Recent RA treatment guidelines recommend that, if disease activity remains moderate or high despite monotherapy with disease-modifying antirheumatic drugs (DMARDs), patients should be switched to a drug with a different MOA earlier in the treatment paradigm. Guidelines now recommend other MOA therapies either as an alternative option to an anti-TNF drug for first-line biological therapy, or as an option for second-line therapy after failure of an anti-TNF drug instead of cycling to another anti-TNF option. Although these guidelines are supported by evidence of improved treatment persistence, clinical outcomes, and lower costs after switching to a different MOA compared with anti-TNF drug cycling, cycling remains more common than MOA switching in clinical practice.

The researchers studied claims data of patients with RA and at least 1 claim for an anti-TNF therapy (adalimumab, certolizumab pegol, etanercept, golimumab, or infliximab) between January 2012 and September 2015 who changed to another anti-TNF agent or a different MOA therapy (abatacept, tocilizumab, or tofacitinib) within 1 year.

From among a study population of 1516 patients, they identified 581 MOA switchers and 935 anti-TNF cyclers. Treatment persistence was defined as no subsequent switch or a 60-day gap in therapy for 1 year. RA-related costs included plan-paid and patient-paid amounts for inpatient, outpatient, and pharmacy claims; medication costs included index and post-index costs of anti-TNF drugs and different MOA therapies.

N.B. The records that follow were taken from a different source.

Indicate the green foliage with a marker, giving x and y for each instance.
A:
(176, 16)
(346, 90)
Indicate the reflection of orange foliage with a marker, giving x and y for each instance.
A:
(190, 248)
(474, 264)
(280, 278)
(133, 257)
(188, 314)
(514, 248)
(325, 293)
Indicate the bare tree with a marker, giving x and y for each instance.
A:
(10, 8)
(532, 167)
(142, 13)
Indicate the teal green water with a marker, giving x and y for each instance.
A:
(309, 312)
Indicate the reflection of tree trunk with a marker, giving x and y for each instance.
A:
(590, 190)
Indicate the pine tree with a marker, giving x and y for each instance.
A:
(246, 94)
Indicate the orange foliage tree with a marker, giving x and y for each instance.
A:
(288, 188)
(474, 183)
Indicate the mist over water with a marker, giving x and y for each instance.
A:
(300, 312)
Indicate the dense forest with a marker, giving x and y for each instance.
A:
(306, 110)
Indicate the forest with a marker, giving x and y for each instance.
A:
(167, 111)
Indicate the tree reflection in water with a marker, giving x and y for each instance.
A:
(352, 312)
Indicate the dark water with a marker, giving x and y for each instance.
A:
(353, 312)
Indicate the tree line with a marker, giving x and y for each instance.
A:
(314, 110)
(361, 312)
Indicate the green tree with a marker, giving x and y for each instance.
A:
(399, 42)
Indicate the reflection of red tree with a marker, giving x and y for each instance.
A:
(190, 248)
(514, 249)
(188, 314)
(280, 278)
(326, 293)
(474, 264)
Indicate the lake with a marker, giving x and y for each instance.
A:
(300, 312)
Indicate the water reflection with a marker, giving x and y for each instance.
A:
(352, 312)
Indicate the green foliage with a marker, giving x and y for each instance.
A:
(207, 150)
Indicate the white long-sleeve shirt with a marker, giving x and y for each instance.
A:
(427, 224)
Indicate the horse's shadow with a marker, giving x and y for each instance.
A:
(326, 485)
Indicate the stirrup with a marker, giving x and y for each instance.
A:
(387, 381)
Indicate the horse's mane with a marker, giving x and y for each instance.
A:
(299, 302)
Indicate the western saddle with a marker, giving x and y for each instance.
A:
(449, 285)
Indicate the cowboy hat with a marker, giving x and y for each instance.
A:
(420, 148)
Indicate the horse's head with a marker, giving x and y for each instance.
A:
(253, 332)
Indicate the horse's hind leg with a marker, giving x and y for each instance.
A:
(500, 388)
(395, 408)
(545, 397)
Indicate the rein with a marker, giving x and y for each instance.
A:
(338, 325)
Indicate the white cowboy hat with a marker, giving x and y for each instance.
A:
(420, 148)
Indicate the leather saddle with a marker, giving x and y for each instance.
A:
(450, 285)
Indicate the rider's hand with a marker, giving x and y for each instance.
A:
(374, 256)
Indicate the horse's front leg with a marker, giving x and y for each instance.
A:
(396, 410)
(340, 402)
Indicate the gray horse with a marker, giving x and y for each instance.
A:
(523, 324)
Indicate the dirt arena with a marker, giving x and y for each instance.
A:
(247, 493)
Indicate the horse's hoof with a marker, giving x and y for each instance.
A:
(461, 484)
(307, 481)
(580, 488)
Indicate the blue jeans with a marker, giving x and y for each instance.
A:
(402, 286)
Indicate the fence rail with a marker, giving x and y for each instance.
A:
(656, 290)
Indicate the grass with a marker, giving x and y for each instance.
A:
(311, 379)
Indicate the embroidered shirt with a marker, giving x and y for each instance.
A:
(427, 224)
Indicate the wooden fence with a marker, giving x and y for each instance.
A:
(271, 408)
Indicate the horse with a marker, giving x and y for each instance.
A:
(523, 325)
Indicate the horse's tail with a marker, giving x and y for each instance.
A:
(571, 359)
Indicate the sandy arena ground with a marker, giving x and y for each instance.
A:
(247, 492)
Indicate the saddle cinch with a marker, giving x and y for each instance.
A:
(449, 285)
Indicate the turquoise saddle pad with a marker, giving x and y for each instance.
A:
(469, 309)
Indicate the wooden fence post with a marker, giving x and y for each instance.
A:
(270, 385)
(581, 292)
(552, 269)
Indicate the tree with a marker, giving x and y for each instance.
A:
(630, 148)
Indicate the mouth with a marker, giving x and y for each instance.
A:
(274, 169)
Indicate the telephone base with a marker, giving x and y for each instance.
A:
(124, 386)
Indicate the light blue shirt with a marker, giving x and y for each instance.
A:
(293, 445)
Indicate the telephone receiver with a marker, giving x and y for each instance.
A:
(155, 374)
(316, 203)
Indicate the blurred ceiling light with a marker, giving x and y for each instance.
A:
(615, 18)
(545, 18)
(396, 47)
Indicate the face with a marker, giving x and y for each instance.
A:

The study did not examine outcomes for individual medications within each class.

The study found the following:

• The treatment persistence rate was significantly higher for MOA switchers versus anti-TNF cyclers (47.7% versus 40.2%; P =.004).
• Mean 1-year healthcare costs were significantly lower among MOA switchers versus anti-TNF cyclers for total RA-related costs ($37,804 versus $42,116; P <.001) and medication costs ($29,001 versus $34,917; P <.001).
• Costs per persistent patient were lower among MOA switchers versus anti-TNF cyclers: $25,436 lower total RA-related costs and $25,999 lower medication costs.

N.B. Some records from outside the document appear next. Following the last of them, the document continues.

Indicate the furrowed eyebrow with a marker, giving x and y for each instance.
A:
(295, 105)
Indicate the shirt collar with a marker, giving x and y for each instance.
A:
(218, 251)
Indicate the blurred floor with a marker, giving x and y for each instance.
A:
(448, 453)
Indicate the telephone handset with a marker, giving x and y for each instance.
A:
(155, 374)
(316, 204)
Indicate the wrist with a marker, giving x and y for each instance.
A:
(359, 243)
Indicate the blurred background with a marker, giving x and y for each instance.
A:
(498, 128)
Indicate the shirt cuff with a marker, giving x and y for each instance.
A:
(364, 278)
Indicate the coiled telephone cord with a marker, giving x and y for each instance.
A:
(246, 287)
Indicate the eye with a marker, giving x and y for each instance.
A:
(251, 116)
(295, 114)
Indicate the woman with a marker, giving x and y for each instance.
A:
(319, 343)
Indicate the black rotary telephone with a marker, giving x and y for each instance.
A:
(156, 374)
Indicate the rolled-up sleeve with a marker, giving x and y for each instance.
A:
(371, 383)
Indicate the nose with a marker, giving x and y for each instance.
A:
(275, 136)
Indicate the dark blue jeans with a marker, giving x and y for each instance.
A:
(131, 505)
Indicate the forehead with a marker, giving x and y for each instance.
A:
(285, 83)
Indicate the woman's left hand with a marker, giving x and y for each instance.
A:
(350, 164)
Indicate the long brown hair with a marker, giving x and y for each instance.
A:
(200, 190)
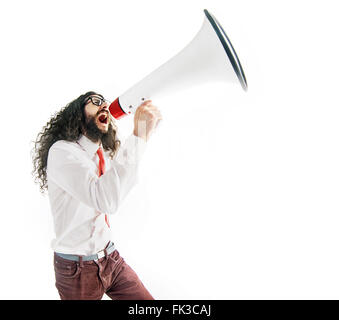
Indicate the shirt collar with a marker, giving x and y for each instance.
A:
(89, 146)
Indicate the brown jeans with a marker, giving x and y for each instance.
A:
(89, 280)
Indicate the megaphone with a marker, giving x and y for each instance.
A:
(209, 57)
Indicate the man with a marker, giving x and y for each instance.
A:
(88, 173)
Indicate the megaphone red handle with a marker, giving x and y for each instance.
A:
(116, 110)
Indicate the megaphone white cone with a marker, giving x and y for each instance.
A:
(209, 57)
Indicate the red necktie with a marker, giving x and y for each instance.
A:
(101, 172)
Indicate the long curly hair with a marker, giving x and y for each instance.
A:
(67, 124)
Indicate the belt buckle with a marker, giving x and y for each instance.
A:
(100, 254)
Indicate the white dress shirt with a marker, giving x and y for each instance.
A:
(79, 198)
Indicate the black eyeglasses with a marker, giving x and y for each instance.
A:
(98, 101)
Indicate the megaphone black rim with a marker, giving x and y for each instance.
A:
(226, 43)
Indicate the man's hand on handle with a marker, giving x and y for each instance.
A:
(146, 119)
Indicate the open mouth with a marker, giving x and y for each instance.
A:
(103, 118)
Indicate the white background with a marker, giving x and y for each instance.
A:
(238, 197)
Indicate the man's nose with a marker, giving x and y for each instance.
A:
(104, 106)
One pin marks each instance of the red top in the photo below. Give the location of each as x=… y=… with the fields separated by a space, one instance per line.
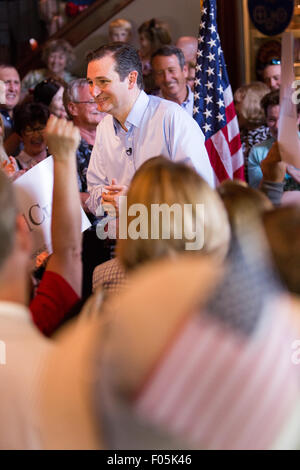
x=53 y=301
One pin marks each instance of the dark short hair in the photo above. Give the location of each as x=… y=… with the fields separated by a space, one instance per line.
x=125 y=56
x=270 y=99
x=46 y=90
x=71 y=92
x=157 y=32
x=167 y=51
x=273 y=61
x=29 y=114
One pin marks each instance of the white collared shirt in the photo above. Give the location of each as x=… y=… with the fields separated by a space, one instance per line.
x=155 y=127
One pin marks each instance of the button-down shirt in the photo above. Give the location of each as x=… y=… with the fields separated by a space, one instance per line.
x=155 y=127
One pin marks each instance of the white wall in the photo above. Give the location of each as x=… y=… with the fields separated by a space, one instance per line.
x=183 y=16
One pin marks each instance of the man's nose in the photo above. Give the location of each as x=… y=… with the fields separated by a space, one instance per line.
x=167 y=76
x=95 y=90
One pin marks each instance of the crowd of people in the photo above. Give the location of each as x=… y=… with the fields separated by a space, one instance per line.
x=173 y=321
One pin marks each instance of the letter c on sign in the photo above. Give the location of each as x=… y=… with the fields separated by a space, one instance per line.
x=33 y=215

Switching to a different MOA may lower not only the non-drug healthcare costs, but also drug costs compared with anti-TNF cycling because the observed difference in mean RA-related costs was driven largely by lower targeted DMARD costs among MOA switchers versus anti-TNF cyclers. “Consistent findings for treatment persistence across different patient populations may have clinical implications for the management of RA, because greater treatment persistence and adherence have been reported to improve clinical outcomes in RA,” the researchers note.

Because RA treatment guidelines were updated after the study period, more study is needed to determine whether these recent changes to the guidelines will influence clinical practice and lead to increased use of different MOA therapies compared with anti-TNF drugs.

The research was supported by Sanofi and Regeneron Pharmaceuticals.